Les maladies incurables soulèvent des problèmes beaucoup plus sérieux. L’hépatite est endémique en Asie, mais pas toujours fatale. Tous les porteurs du virus ne développent pas la maladie, bien qu’une personne sur quatre soit atteinte du cancer du foie plus tard dans la vie. Même si le taux d’infection est élevé, tous les enfants dont les parents sont porteurs du virus n’en héritent pas forcément. Souvent le cycle peut être arrêté grâce à la vaccination du nouveau-né. Est-ce que tous les porteurs du virus de l’hépatite doivent être stérilisés et interdits de mariage ?

Il y a encore d’autres dangers. La connaissance scientifique de la génétique et des maladies héréditaires en est encore à ses débuts. A mesure que cette connaissance progresse il sera peut-être possible de détecter plus précisément la probabilité des anomalies. Mais un peu de science est aussi une chose dangereuse. Est-ce que les femmes dont les mères ont eu le cancer du sein par exemple doivent être stérilisées parce qu’elles pourraient être génétiquement prédisposées à la maladie et pourraient la transmettre à leurs filles ? Conseiller est une chose, contraindre en est une autre.

Et où s’arrête le contrôle ? Des voyageurs ont constaté une augmentation des anomalies chez les nouveau-nés dans le voisinage du site d’essais nucléaires du désert de Lop Nor. Est-ce que cela veut dire que tout le monde dans la région risque de devoir se faire stériliser ? Et dans ces endroits isolés où l’endogamie provoque un taux élevé d’anomalies de naissance, est-ce que des villages entiers devront subir le même sort parce qu’il se trouve que leurs habitants portent le même nom de famille ?

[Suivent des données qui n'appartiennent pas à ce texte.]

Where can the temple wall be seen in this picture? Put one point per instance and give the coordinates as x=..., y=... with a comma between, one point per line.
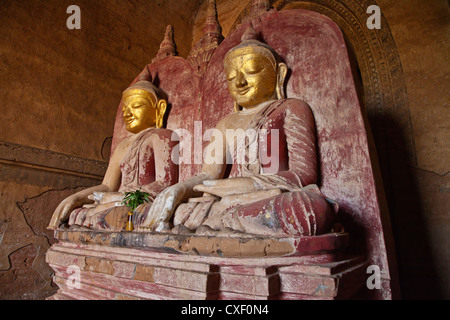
x=55, y=130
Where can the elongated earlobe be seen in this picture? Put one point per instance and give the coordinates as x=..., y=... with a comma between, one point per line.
x=281, y=76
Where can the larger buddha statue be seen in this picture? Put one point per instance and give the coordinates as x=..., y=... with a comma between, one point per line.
x=270, y=193
x=142, y=160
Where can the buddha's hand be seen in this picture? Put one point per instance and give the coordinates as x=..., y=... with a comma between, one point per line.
x=157, y=216
x=61, y=213
x=106, y=197
x=227, y=187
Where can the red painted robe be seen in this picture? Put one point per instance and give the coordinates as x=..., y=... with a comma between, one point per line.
x=139, y=169
x=301, y=209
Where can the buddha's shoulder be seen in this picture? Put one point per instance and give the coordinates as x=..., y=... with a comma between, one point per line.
x=293, y=104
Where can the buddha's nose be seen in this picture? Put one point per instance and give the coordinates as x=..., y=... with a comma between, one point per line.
x=240, y=80
x=126, y=111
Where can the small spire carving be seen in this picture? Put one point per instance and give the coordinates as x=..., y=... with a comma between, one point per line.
x=257, y=8
x=167, y=47
x=212, y=36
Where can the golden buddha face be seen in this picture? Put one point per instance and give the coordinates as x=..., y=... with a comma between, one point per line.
x=253, y=76
x=141, y=110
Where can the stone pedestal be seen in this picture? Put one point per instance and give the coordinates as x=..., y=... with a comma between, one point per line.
x=94, y=265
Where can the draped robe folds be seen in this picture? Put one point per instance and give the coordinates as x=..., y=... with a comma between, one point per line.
x=288, y=201
x=138, y=170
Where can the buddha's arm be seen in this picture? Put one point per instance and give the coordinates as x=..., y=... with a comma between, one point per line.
x=297, y=154
x=111, y=182
x=166, y=171
x=166, y=202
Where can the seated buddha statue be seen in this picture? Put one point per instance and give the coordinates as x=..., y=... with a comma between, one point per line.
x=142, y=161
x=269, y=193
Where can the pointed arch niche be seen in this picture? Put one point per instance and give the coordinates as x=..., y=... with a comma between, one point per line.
x=379, y=79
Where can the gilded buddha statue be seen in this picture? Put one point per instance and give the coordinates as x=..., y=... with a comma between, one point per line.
x=267, y=194
x=142, y=160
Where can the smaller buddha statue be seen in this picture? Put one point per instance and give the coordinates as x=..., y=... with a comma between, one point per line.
x=270, y=193
x=142, y=161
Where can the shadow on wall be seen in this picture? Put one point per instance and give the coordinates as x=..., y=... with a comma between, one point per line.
x=417, y=267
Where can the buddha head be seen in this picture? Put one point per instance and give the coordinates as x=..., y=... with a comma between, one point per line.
x=143, y=106
x=254, y=72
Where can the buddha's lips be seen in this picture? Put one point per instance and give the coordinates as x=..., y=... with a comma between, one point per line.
x=244, y=91
x=128, y=120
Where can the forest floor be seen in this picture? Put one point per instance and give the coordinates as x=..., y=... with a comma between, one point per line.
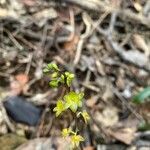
x=105, y=43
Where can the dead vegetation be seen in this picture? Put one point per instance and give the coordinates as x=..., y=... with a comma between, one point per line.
x=104, y=42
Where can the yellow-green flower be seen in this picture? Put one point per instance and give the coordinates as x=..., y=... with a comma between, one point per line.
x=65, y=132
x=60, y=107
x=76, y=139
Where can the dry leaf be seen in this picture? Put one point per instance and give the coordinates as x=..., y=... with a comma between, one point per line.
x=22, y=79
x=125, y=135
x=141, y=44
x=88, y=148
x=18, y=84
x=108, y=117
x=69, y=46
x=3, y=12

Cette nouvelle politique va enrager ceux qui critiquent la situation des droits de l’homme en Chine. Déjà la politique de l’enfant unique est sévèrement condamnée dans les milieux internationaux comme une violation des droits de l’homme. Des groupes internationaux remettent aujourd’hui en question l’aide accordée aux programmes de planning familial en Chine parce qu’ils ont peur que l’argent soit utilisé à des programmes de stérilisation forcée. Au début du mois de décembre, un rapport a présenté la condamnation à mort de fonctionnaires d’hôpitaux qui avaient aidé des femmes à échapper à la stérilisation obligatoire comme un succès de la campagne anti-corruption. Cela démontre aussi la profondeur du ressentiment populaire contre l’application de la politique de l’enfant unique.

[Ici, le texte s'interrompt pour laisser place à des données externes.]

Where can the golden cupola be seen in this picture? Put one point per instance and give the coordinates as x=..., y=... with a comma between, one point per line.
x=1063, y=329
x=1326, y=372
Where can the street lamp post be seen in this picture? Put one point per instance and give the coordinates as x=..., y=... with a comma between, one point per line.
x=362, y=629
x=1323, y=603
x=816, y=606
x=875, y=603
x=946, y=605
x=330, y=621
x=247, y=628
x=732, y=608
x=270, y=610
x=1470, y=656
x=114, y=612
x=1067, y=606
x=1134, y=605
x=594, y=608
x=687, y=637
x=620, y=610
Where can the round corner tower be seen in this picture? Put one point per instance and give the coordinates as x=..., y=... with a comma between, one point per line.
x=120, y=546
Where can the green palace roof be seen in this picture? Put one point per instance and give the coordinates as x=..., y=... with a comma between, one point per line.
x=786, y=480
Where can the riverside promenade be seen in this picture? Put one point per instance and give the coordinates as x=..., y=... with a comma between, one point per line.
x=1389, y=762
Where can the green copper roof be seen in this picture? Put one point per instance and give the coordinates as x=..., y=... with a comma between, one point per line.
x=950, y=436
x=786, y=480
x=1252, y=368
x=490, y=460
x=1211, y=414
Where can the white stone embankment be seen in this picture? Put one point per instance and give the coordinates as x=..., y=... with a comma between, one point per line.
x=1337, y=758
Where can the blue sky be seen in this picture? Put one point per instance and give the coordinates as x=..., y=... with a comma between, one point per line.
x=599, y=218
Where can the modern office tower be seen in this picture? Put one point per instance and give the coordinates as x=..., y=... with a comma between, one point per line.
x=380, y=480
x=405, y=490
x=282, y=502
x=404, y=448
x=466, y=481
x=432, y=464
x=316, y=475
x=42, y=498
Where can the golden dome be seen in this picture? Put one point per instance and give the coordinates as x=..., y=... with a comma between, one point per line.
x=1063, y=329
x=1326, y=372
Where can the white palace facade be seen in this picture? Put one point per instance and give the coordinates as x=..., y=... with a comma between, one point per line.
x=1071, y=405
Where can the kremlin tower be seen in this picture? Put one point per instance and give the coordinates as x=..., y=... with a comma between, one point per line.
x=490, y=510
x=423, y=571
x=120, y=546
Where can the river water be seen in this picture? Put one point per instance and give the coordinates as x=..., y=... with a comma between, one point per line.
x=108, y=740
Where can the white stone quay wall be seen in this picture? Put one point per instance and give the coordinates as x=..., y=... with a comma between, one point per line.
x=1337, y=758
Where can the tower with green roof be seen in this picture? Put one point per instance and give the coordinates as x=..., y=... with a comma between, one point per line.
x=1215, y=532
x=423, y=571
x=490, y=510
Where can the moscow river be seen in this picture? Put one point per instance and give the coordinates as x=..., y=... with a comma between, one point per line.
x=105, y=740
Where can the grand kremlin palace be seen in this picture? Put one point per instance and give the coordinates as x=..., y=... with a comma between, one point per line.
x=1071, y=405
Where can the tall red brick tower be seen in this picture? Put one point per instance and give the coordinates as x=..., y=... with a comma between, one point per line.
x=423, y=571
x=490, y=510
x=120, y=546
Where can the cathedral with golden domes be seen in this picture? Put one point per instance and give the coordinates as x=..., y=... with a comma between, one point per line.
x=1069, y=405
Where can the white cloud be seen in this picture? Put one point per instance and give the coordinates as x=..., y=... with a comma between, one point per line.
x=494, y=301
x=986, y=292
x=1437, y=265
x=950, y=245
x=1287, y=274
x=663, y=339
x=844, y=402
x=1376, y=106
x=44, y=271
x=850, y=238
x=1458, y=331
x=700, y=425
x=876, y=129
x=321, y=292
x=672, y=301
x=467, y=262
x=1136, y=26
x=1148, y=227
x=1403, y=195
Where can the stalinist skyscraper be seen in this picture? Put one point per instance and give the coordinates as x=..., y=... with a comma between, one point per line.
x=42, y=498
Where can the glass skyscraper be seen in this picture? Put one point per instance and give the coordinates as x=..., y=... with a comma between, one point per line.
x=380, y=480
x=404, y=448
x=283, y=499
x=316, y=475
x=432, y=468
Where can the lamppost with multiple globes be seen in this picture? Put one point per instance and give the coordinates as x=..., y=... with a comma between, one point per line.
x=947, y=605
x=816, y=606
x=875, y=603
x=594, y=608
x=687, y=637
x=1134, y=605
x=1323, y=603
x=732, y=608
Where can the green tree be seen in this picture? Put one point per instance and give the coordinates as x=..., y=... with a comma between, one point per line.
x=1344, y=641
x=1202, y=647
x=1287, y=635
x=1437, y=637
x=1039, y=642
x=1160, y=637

Le projet de loi insiste sur le fait que ce sont des fonctionnaires formés et des organisations approuvées qui doivent s’occuper de la stérilisation et des visites médicales prémaritales. On peut avoir peur que ces fonctionnaires soient mis dans des situations où ils peuvent abuser de leur pouvoir pour des raisons politiques ou à leur profit personnel.

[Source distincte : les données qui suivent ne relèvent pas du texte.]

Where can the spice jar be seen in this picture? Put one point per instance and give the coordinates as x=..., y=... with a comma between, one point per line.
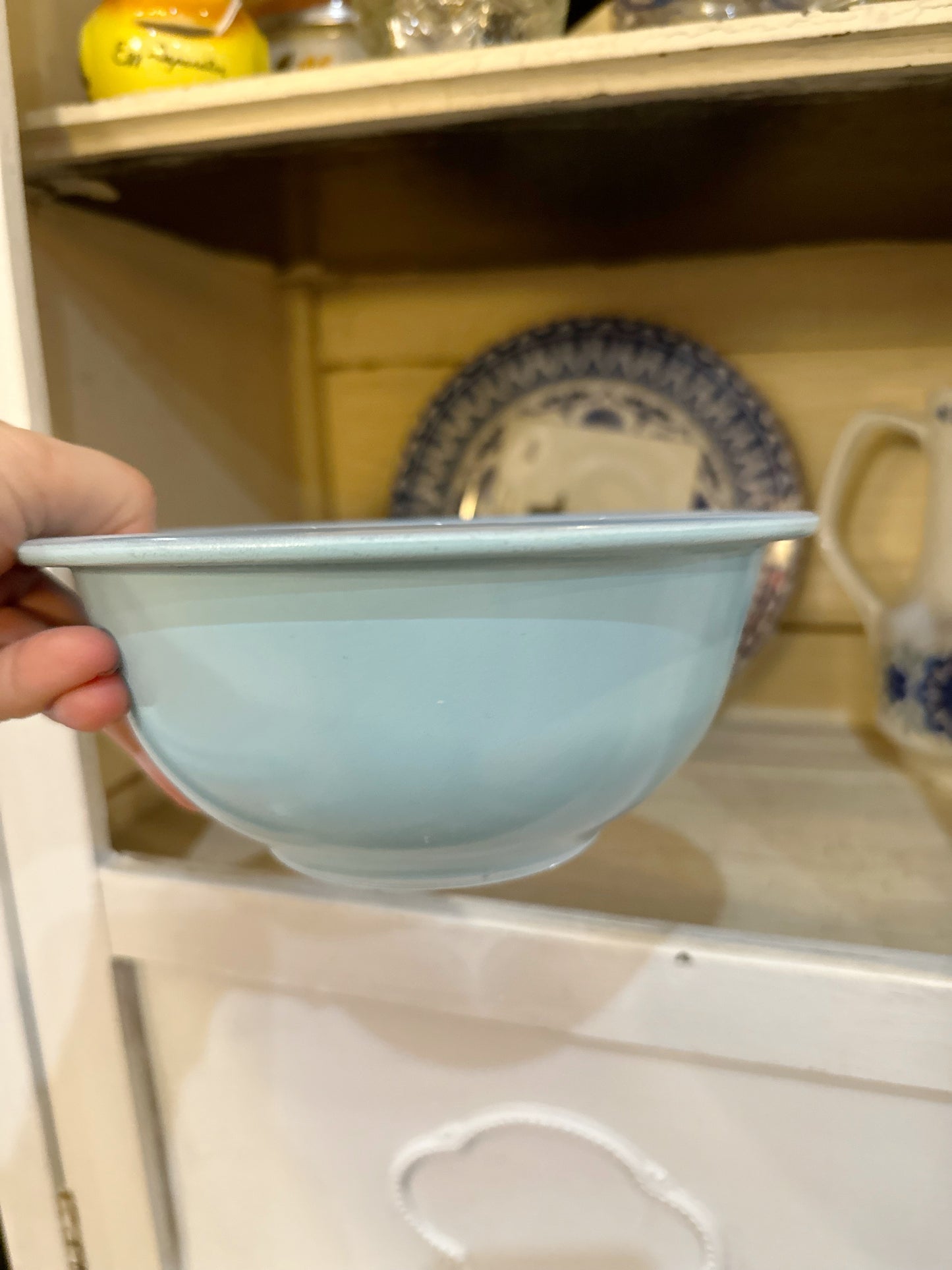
x=325, y=34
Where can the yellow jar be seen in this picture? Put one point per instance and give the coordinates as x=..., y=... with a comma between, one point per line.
x=131, y=47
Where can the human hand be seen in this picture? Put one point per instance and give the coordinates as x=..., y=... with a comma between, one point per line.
x=51, y=661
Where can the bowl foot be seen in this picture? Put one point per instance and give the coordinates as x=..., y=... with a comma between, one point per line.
x=427, y=868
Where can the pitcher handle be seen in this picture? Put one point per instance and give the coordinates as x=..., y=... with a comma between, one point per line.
x=856, y=434
x=645, y=1172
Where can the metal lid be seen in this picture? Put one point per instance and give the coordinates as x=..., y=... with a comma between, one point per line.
x=334, y=13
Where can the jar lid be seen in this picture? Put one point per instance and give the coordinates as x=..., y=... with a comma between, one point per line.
x=334, y=13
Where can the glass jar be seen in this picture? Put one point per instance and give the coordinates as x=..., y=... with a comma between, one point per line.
x=325, y=34
x=438, y=26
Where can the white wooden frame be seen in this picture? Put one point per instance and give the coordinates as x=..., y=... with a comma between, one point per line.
x=80, y=920
x=50, y=842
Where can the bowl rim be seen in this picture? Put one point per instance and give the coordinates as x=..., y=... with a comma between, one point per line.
x=420, y=541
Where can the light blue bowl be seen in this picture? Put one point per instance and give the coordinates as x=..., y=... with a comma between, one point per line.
x=422, y=704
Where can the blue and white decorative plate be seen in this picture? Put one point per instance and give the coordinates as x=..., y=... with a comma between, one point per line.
x=601, y=415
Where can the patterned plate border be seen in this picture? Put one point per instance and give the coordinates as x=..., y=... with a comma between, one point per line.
x=754, y=446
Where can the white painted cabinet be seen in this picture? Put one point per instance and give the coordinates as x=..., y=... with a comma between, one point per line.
x=723, y=1039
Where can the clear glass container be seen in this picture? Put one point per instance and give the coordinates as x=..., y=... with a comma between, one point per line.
x=438, y=26
x=325, y=34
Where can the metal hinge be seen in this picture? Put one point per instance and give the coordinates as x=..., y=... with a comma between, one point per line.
x=71, y=1231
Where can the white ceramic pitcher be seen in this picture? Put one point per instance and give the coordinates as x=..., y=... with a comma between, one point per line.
x=914, y=639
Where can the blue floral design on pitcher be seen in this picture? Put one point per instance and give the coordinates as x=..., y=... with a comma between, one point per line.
x=917, y=691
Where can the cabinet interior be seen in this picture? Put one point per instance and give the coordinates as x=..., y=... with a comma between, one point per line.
x=260, y=330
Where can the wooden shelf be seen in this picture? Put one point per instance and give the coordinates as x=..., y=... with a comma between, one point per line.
x=874, y=45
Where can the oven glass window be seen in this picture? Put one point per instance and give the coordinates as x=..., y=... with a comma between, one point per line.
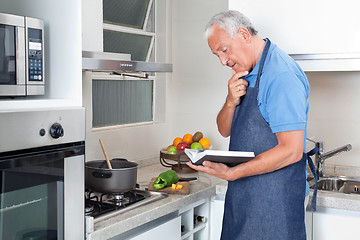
x=7, y=55
x=31, y=201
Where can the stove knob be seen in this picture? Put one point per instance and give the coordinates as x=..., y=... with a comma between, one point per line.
x=56, y=130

La Chine peut difficilement se permettre de livrer encore une autre bataille des droits de l’homme qui pourrait être évitée. Que ce soit au Congrès des Etats-Unis ou dans les organisations internationales d’aide au développement et au planning familial, l’inquiétude grandit sur la manière dont la Chine traite ses citoyens. De telles manifestations d’inhumanité sont la dernière chose dont la Chine et le peuple chinois ont besoin pour leur image.